The Equipment Insider

FootJoy coordinates hand, foot movement with new glove, shoe

FootJoy’s innovative HyperFLX glove, HyperFlex shoe allow golfers a greater range of motion while keeping them connected to the club and ground

Sam Snead, considered by many to have had the best golf swing ever, called footwork the game’s “forgotten fundamental.” In his book, “The Game I Love,” Snead talks about how during the 1942 Masters he played two holes barefoot, saying that doing so improved his rhythm and timing. He birdied both holes, though Augusta National officials were not pleased with this breach of tradition.

Similarly, Ben Hogan, the game’s avowed greatest ball striker, didn’t wear a golf glove, which allowed him to have better feel, sense, and control the golf club with his bare hands.

If these two legends had access to the kind of scientific research and performance features built into FootJoy’s newest HyperFlex golf shoe and HyperFLX glove, Snead could have kept his shoes on and Hogan wouldn’t have suffered as many bleeding blisters on his hands, however legendary they have become.
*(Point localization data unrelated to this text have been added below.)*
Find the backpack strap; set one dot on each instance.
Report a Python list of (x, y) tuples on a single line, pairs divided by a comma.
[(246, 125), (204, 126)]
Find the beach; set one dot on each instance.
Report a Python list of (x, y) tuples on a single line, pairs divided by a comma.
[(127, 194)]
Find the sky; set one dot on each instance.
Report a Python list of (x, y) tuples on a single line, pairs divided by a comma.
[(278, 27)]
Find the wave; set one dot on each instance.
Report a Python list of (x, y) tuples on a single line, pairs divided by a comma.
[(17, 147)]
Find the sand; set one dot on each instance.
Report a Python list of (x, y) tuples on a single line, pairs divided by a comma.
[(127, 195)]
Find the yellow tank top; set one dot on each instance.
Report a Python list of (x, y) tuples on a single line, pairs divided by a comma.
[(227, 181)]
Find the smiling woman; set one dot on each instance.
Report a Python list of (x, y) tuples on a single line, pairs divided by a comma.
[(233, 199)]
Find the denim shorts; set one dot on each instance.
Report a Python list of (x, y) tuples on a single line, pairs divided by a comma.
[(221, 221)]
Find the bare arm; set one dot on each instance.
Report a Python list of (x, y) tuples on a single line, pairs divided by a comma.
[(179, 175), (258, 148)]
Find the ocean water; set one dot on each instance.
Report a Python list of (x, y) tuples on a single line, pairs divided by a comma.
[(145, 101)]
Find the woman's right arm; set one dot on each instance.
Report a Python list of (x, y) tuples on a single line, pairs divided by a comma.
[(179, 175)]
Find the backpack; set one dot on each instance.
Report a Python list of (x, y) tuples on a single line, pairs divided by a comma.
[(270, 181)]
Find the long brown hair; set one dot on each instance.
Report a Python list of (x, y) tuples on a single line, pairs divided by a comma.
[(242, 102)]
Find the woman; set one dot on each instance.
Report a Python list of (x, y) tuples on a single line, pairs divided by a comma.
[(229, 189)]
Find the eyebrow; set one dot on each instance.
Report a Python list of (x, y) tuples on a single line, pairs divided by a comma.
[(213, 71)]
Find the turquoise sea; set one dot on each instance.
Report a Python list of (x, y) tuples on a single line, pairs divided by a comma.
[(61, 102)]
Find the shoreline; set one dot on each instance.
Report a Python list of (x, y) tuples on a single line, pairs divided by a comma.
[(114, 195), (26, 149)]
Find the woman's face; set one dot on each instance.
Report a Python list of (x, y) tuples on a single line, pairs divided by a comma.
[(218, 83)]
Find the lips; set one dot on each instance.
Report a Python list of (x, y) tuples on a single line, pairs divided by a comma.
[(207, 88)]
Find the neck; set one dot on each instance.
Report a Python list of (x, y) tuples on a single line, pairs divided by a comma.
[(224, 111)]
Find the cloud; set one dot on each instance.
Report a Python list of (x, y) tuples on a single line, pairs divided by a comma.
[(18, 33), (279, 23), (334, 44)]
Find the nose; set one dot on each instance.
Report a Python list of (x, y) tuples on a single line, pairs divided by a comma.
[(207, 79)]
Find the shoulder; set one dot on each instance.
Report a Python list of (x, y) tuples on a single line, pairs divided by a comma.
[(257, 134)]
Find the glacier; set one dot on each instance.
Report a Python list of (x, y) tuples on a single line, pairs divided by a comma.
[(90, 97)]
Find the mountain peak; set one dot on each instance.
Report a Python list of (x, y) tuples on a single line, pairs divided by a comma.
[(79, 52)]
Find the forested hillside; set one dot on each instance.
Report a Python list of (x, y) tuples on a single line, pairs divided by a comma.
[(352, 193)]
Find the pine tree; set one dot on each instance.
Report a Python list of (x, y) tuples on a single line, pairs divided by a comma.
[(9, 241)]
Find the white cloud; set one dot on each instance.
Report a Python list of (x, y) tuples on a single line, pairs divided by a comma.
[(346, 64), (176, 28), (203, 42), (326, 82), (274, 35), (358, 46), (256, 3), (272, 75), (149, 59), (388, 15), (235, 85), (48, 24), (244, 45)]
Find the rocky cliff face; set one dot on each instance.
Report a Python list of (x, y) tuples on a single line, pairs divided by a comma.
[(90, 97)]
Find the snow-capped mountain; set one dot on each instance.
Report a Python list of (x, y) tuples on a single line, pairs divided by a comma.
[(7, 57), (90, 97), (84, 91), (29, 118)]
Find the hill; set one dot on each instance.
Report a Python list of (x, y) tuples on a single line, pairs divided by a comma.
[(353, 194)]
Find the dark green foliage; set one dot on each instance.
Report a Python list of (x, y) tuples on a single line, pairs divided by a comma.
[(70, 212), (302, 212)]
Indeed FootJoy, which only produces golf gear, has always strived to design its gloves and shoes to facilitate a sound connection between the golfer’s hands and club as well as between their feet and the ground. Without such golf-specific moorings,  quality golf swings and shots would be almost impossible to make and reproduce.

FootJoy: HyperFLX Grip
Multiple materials and pieces, including a thin cabretta leather surface dotted with micro perforations, are constructed in such a manner to provide a tight, but breathable, fit and stronger connection between the hand and club.

According to DJ Zabkar, product manager for FootJoy Gloves, the company’s new glove and shoe offerings employ a lightweight and sleek design, and construction engineered to enhance a golfer’s natural athletic motion. Unfortunately Zabkar and FootJoy footwear executive Keith Duffy both agree that nearly 70 percent of all golfers wear golf gloves and shoes that do not fit them properly, which makes consistent ball striking more difficult to achieve.  

To remedy this, the new HyperFLX glove uses a multiple-material, multi-piece construction to secure a snug fit across the golfer’s hand. This keeps the club from slipping during the swing and will feel as comfortable to a player as if they were, like Ben Hogan, swinging gloveless.

Zabkar points out that among the glove’s notable innovations is the palm portion, where its super-thin cabretta leather surface is dotted with micro perforations to enhance the glove’s breathability. A lightweight mesh fabric section, affixed across the knuckles area, further reduces the glove’s weight, makes it more comfortable to wear in hot weather, and maximizes the player’s freedom of motion throughout the swing.

Though technically sophisticated, the message FootJoy wants to communicate is simple: “We want the golfer to feel the golf club not the golf glove,” Zabkar said.

FootJoy: HyperFlex Laced
Similar to the HyperFLX glove, the HyperFlex shoe is designed to reduce the shoe's overall weight, while providing improved flexibility and breathability.

The meshed and waterproof upper portion of the HyperFlex shoe has a similar design feature on its HyperFLX glove. The strategy is to reduce the shoe’s overall weight, and, as with the glove, to enhance both its flexibility and  breathability.

This unusual-looking golf shoe comes in both a laced and a Boa heel-mounted dial fit system model. Both eschew the conventional golf shoe’s tongue for a flexible, unibody construction with a seamless mono-panel arch that extends to envelop the golfer’s entire foot and ensures a snug fit and maximum freedom of  golf-specific motion.

Tightening the dial on the slightly more expensive Boa version, according to the company, spreads the shoe’s closing pressure evenly across the foot’s arch and reduces uncomfortable pressure points on the foot.

Duffy says it also makes it easier for golfers to direct their body’s weight downward during the swing in order to engage the ground’s “reactive force,” as the game’s top teachers refer to it. The subsequent upward rebounding effect, when executed properly, adds clubhead speed and power to golf shots. Watch both Justin Thomas and Lexi Thompson drive a golf ball and you’ll see two contemporary masters using the ground’s reactive force to its maximum potential.

However, as Duffy said, “a golf shoe has to work equally well for walking and swinging,” and both the laced and BOA versions of the HyperFlex introduce two technologies new to FootJoy. First the shoe’s stratofoam cushioning positions a proprietary foam blend in the midsole, which augments the shoe’s comfort and support and absorbs shock. Next, the shoe’s optiflex outsole adds multi-flex grooves and a semi-rigid TPU flex plate to promote both golf-geared flexure and traction, so that, again,  the shoe flexes and moves naturally with the golfer  when walking and swinging.

In other words FootJoy has designed its new HyperFlex shoe to fit golfers … like a glove.